第三幕

239 どうして(1)

(序幕『舞台という非日常へと向かう日常』より)


 ……そう、キリコさんの言う通り、アイネの様子はたしかにおかしかった。


 会議の中盤あたりから妙にそわそわしだし、俺が進行を受け継いでからはほとんど上の空だった。隊長の妹騒ぎのとき一人だけ沈黙を保っていたのも彼女だ。


 一言かけようとしてできなかったのは、朝から尾を引くあのことが関わっているのかも知れないと思ったからだが、どうやら理由は別のところにあったようだ。


「隊長、これからの予定は?」


「特にない」


「大道具は?」


「私一人で十分だ。行っていい」


 隊長の言葉に俺は軽く頷き、勢いよく立ちあがって長椅子を跨ぎ越した。そのまま駆け足に談話室の出口をくぐった。閉まる扉の向こうでペーターが何か言っているのが聞こえたが、無視した。


 急いであたりを見まわすと、アイネはちょうど生け垣の間を抜け構外へ出ようとするところだった。


「アイネ」


 俺の呼びかけに彼女はさも迷惑そうな顔で振り返った。だが立ち止まる素振りも見せず、そのまま足早に歩いて行ってしまう。


「待てって」


「……何か用?」


「用って言うか……」


 木で鼻をくくったようなアイネの物言いに次の言葉が出てこなかった。そんな俺を呆れたような目で一瞥し、アイネはさらに歩調を早めようとする。

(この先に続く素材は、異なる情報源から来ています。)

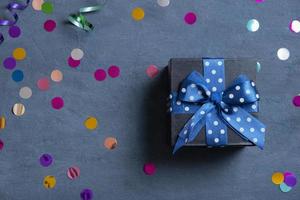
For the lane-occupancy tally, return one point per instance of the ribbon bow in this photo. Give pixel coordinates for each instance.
(217, 108)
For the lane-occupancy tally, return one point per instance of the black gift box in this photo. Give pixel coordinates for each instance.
(180, 68)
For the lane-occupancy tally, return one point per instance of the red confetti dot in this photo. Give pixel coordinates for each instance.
(43, 84)
(49, 25)
(149, 168)
(296, 101)
(114, 71)
(73, 63)
(152, 71)
(100, 74)
(57, 103)
(190, 18)
(1, 144)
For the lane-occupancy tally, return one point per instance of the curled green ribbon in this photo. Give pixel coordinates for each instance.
(79, 20)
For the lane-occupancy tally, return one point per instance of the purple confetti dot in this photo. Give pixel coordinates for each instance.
(9, 63)
(14, 31)
(86, 194)
(100, 74)
(190, 18)
(46, 160)
(73, 63)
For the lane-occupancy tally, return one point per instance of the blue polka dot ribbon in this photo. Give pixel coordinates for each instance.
(217, 108)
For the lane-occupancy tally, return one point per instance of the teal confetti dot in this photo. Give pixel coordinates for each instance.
(285, 188)
(17, 75)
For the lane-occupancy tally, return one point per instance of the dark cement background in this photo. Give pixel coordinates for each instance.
(132, 107)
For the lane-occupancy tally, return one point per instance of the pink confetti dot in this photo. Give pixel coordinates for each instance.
(49, 25)
(152, 71)
(100, 74)
(296, 101)
(43, 84)
(190, 18)
(149, 168)
(73, 63)
(114, 71)
(57, 103)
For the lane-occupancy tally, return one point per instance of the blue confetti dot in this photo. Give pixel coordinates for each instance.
(17, 75)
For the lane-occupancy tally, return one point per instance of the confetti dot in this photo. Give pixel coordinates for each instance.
(149, 168)
(252, 25)
(138, 14)
(152, 71)
(163, 3)
(49, 25)
(1, 144)
(46, 160)
(73, 172)
(73, 63)
(43, 84)
(114, 71)
(25, 92)
(57, 103)
(283, 54)
(86, 194)
(49, 182)
(100, 74)
(285, 188)
(18, 109)
(14, 31)
(19, 54)
(110, 143)
(9, 63)
(277, 178)
(91, 123)
(56, 75)
(17, 75)
(37, 4)
(295, 26)
(47, 7)
(190, 18)
(77, 54)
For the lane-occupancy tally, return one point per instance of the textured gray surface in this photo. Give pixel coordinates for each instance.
(132, 108)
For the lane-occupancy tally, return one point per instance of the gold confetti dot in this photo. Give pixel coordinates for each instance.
(49, 182)
(91, 123)
(138, 14)
(18, 109)
(110, 143)
(277, 178)
(19, 54)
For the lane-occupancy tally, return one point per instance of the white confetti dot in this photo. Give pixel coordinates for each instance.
(25, 92)
(252, 25)
(77, 54)
(163, 3)
(283, 54)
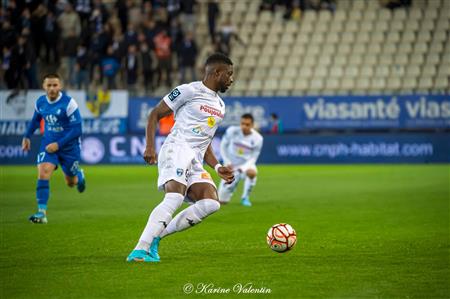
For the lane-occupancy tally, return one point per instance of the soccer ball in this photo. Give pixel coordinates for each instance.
(281, 237)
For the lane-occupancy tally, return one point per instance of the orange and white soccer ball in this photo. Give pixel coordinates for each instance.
(281, 237)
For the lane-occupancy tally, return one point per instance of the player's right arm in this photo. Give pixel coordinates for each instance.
(170, 103)
(160, 111)
(32, 126)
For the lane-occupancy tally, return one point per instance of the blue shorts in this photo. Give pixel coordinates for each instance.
(68, 158)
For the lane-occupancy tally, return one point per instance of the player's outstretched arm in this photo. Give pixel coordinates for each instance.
(160, 111)
(225, 172)
(34, 124)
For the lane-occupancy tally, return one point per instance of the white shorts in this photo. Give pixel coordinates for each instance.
(179, 162)
(244, 167)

 ……と、ちょうどそこで向かいの信号が赤に変わり、彼女は立ち止まった。車の流れは少なく急いで渡れないこともなかったが、アイネはちゃんと止まる。彼女がどんなときでも馬鹿正直に信号を守る人間であることを、俺は知っている。


「なあ、そんなに切羽詰まる必要あるのか?」


「……」


「リカが忘れるのはいつものことだって、朝にそう言ってたじゃないか」


「……十五分」


「え?」


「リカはいつも十五分は遅れて来る。けど三十分以上遅刻することは滅多にないし、最後まで来ないなんてことは絶対ない」


 信号が青に変わった。アイネはまた足早に歩き出し、俺は仕方なく歩調を合わせその隣に並んた。


「携帯にはかけてみたのか」


「……かけたけど、出ない」


「家には?」


「家に電話ないから、あの子」


「ああ……そうだったか」


 返事こそ返してはいたがこちらに目もくれず、真っ直ぐに前を向いたままアイネはほとんど小走りに歩きつづけた。

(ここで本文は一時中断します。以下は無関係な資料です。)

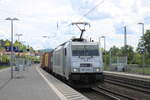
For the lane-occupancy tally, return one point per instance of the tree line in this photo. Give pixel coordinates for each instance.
(133, 56)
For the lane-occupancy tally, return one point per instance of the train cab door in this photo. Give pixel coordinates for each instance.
(64, 60)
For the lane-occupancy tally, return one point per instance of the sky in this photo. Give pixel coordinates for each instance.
(52, 18)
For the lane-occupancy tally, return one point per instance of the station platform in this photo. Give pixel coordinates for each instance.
(128, 75)
(34, 84)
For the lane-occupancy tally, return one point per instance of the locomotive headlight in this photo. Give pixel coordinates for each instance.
(97, 70)
(75, 70)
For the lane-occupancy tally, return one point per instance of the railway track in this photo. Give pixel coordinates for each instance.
(112, 94)
(140, 89)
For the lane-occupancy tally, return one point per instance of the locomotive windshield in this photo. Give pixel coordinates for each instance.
(85, 50)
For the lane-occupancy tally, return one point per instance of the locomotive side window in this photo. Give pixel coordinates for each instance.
(65, 51)
(91, 50)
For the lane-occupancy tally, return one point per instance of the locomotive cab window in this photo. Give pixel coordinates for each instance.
(85, 50)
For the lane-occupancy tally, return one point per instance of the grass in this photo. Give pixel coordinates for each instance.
(146, 70)
(2, 67)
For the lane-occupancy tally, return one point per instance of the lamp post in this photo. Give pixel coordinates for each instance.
(143, 54)
(11, 61)
(104, 45)
(19, 35)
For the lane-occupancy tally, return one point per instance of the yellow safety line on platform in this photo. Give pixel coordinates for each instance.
(2, 70)
(58, 93)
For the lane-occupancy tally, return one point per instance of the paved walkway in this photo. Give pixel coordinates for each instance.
(26, 85)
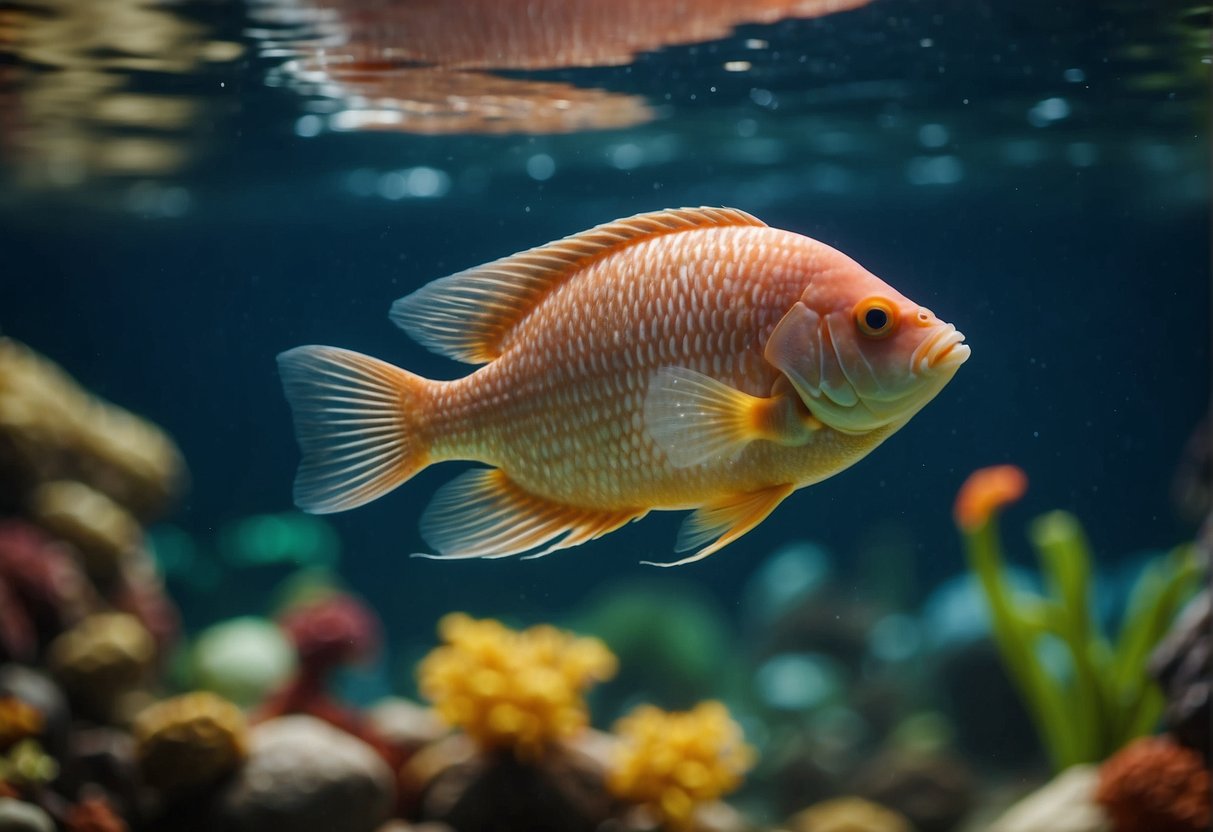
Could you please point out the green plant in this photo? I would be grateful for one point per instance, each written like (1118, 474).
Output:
(1093, 695)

 そんな彼女の様子に俺はわけもない危なっかしさを感じた。リカのことが心配なのはわかったが、どうも気負いすぎている気がする。どうせ大したことはないに決まっているのだ。けれども今のアイネにそれを言ったらまた酷い諍いが持ち上がることは目に見えている。


「俺も捜すの手伝うよ」


「……?」


 そこでアイネはようやく立ち止まり、睨むような目を俺に向けてきた。その視線に怖じけることなく俺は続けた。


「責任の一端は俺にあるわけだしな。どこ捜せばいい?」


 アイネはしばらく俺の質問に答えずじっとこちらを睨みつけていた。だがやがてふっと溜息をつくと、少し表情を弛めて「大学」と言った。

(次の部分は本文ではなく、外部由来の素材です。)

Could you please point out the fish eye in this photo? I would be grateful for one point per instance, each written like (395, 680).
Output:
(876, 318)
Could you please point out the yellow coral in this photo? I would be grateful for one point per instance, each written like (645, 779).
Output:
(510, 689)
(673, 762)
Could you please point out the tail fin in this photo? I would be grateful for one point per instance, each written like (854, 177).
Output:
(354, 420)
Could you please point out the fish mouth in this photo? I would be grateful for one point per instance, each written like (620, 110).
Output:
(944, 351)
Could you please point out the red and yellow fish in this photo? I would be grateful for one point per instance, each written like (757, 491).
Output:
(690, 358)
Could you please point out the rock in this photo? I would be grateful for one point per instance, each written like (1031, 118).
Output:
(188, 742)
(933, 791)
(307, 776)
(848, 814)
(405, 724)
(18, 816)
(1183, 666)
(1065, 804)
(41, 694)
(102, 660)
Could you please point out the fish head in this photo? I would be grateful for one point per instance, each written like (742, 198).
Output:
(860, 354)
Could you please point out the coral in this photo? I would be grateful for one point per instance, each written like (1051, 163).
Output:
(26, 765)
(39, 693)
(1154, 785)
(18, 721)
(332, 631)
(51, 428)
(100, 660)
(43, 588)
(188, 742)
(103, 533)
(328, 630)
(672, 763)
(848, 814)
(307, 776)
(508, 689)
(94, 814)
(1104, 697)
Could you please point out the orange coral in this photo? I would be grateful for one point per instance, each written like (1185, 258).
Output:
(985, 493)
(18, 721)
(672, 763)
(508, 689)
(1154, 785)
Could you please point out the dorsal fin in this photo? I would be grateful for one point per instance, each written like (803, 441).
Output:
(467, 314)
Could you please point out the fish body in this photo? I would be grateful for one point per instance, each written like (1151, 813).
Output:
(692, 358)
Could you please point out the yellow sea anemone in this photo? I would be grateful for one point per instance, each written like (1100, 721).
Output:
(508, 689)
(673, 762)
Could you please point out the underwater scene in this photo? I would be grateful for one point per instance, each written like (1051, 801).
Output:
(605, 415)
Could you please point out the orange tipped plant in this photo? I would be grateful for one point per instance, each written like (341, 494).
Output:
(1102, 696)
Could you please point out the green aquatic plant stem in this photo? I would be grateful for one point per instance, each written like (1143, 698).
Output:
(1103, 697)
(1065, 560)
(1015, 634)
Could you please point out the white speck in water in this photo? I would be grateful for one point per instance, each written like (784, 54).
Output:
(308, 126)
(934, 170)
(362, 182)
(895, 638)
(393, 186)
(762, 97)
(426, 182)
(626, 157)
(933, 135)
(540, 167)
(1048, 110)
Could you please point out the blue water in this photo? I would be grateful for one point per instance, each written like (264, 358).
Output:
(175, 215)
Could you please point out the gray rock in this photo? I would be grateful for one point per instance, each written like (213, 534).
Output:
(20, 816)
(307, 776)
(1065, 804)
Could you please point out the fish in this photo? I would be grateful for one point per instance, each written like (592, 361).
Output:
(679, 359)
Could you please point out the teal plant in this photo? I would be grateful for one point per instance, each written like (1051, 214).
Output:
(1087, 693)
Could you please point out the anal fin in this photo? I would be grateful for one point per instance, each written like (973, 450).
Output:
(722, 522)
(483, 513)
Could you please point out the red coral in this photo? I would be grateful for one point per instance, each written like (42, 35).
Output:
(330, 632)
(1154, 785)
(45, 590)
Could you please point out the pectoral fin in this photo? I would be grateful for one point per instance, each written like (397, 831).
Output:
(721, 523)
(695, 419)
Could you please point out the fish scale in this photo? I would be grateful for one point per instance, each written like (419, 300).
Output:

「多分いないと思って見てこなかったから。もしいたらわたしの携帯に電話して」


「大学ね。アイネはどこへ?」


「心当たりまわってみる。とりあえず、あの子の家から」


「わかった」


「じゃ、お願い」


「はいよ」


 話がつき俺が立ち止まると、それを待っていたかのようにアイネは駆け出した。みるみる小さくなっていく背中を眺めながら、今度は俺がふっと溜息をついた。


◇ ◇ ◇


 大学に戻った俺は、真面目にリカを捜すことにした。


 どうせ心配するほどのことはないだろうから手を抜くことも考えたが、約束した手前もある。それに何より、どこかで油を売っていてそれがアイネに知れたらひどく厄介なことになる。どうやら朝の一件はリカを捜す協力を申し出たことで流れたようだし、ここでまた不興を買うような愚は断じて避けなければならない。


 ……とは言え、大学は広い。虱潰しにまわっていてはそれこそ日が暮れてしまう。俺は少し考え、まず手はじめに『夜笛』のサークル室に足を向けた。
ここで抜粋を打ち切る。